Braye Harbour Looking East







 Moule Mariniere and Muscadet
Alderney is an island we have often wanted to visit but generally bypassed in the rush to get on to Guernsey or France. We have therefore only visited properly once and promised ourselves that we would visit again when we had more time. Pinching ourselves and grinning we realised that we now have the time so, after a short 3½ hour passage from Cherbourg, we dropped anchor in Braye Harbour. Once we had gone ashore by dinghy to clear Customs and to book in with the Harbourmaster, we settled back in onboard for a seafood feast with our shopping trophies from Cherbourg.

Having eaten far too much we turned in with big plans for an early start to explore the island. Unfortunately the early start came a little earlier than expected with an unexpected increase in wind that swung BV close to some Clipper Venture round the world racing yachts moored nearby.  All would be fine provide the anchor held but, just in case it dragged, from midnight we took it in turns to stay awake in the cockpit on anchor watch. At 5 am it was dawn and we moved the anchor, checked it was solidly dug in and crashed out.



Braye Harbour Looking West from Fort Albert
Have folding bike, will travel
Somewhat later than expected, we transported our folding bikes ashore and explored the island. It is only 3½ x 1½ miles in size with a normal population of about 2000. Strategically significant, it is covered in forts and castles dating from Roman times right up to WWII. Unspoilt, it was a delight to explore. St Anne’s town has real character with cobbled streets and small shops. Sadly most were closed on Wednesday afternoon; our loss with the late start. We cycled around the whole island stopping at numerous beautiful beaches, Mannez Lighthouse at the far NE of the island and headlands at the opposite end, where we had fantastic views for Fort Clonque and the Gannet colony on Les Etacs.
Corblets Bay, Fort Corblets and Mannez Lighthouse    
Saye Bay

The main (and only) town of St Anne’s
Les Etacs reported to have around 7000 nesting pairs of Gannets
Thursday 23 August morning was glorious with clear blue skies. We went for a run along the beach and up to Fort Albert; fantastic views. Once back onboard we stowed the dingy and outboard motor ready to set off in the afternoon. We had to do some careful checking of the tides to decide on our departure time because the tides run extremely strongly around Alderney. They run faster than BV can sail or motor so timing the tide and very careful navigation would be needed to make sure we didn’t get into trouble.

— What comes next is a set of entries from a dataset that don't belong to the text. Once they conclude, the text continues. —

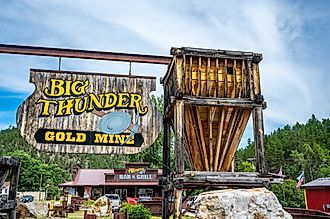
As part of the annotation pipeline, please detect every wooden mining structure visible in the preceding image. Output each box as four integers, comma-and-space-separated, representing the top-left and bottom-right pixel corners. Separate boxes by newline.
162, 48, 269, 219
0, 44, 271, 219
0, 156, 20, 219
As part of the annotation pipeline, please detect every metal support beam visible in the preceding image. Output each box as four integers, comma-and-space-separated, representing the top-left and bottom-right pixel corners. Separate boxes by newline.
0, 44, 172, 65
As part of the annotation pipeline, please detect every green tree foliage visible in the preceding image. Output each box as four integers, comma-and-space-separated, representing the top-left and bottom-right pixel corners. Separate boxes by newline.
271, 179, 305, 208
236, 115, 330, 207
237, 161, 255, 172
7, 150, 69, 195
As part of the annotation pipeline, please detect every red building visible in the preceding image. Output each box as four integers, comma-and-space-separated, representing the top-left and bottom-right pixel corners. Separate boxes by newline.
302, 177, 330, 212
60, 163, 162, 199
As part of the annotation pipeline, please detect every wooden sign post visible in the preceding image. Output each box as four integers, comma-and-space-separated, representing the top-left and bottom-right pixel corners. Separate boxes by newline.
17, 69, 162, 154
162, 48, 269, 219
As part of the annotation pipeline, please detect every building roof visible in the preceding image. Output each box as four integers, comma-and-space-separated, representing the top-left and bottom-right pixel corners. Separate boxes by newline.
302, 177, 330, 188
60, 169, 114, 186
59, 167, 162, 186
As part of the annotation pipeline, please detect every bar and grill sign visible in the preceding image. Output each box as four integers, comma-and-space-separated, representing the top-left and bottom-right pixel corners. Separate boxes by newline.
17, 69, 162, 154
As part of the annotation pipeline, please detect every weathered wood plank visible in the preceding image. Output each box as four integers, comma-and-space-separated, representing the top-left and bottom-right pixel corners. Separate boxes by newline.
214, 108, 225, 171
193, 106, 210, 170
182, 96, 261, 108
252, 107, 267, 174
17, 69, 162, 154
224, 59, 228, 98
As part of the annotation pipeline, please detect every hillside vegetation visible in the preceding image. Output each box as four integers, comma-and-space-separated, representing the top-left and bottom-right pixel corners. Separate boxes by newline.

After an indulgent lunch, which included the garlic snails, French bread and cheese, we made the most of the clear blue skies and sunshine by lazing in the cockpit and reading. Mid afternoon we raised the anchor and departed Braye Harbour looking suspiciously at the halo around the sun caused by high level cloud because it normally heralds the arrival of a frontal weather system. Our immediate minor frustration was the lack of wind as we motored through the infamous Swinge with double our normal speed due to the fast running tide as we headed the short distance towards Guernsey. The weather update in a few hours would confirm whether or not we could sneak in a night at anchor off one of the beaches of Sark before moving to the security of St Peter Port.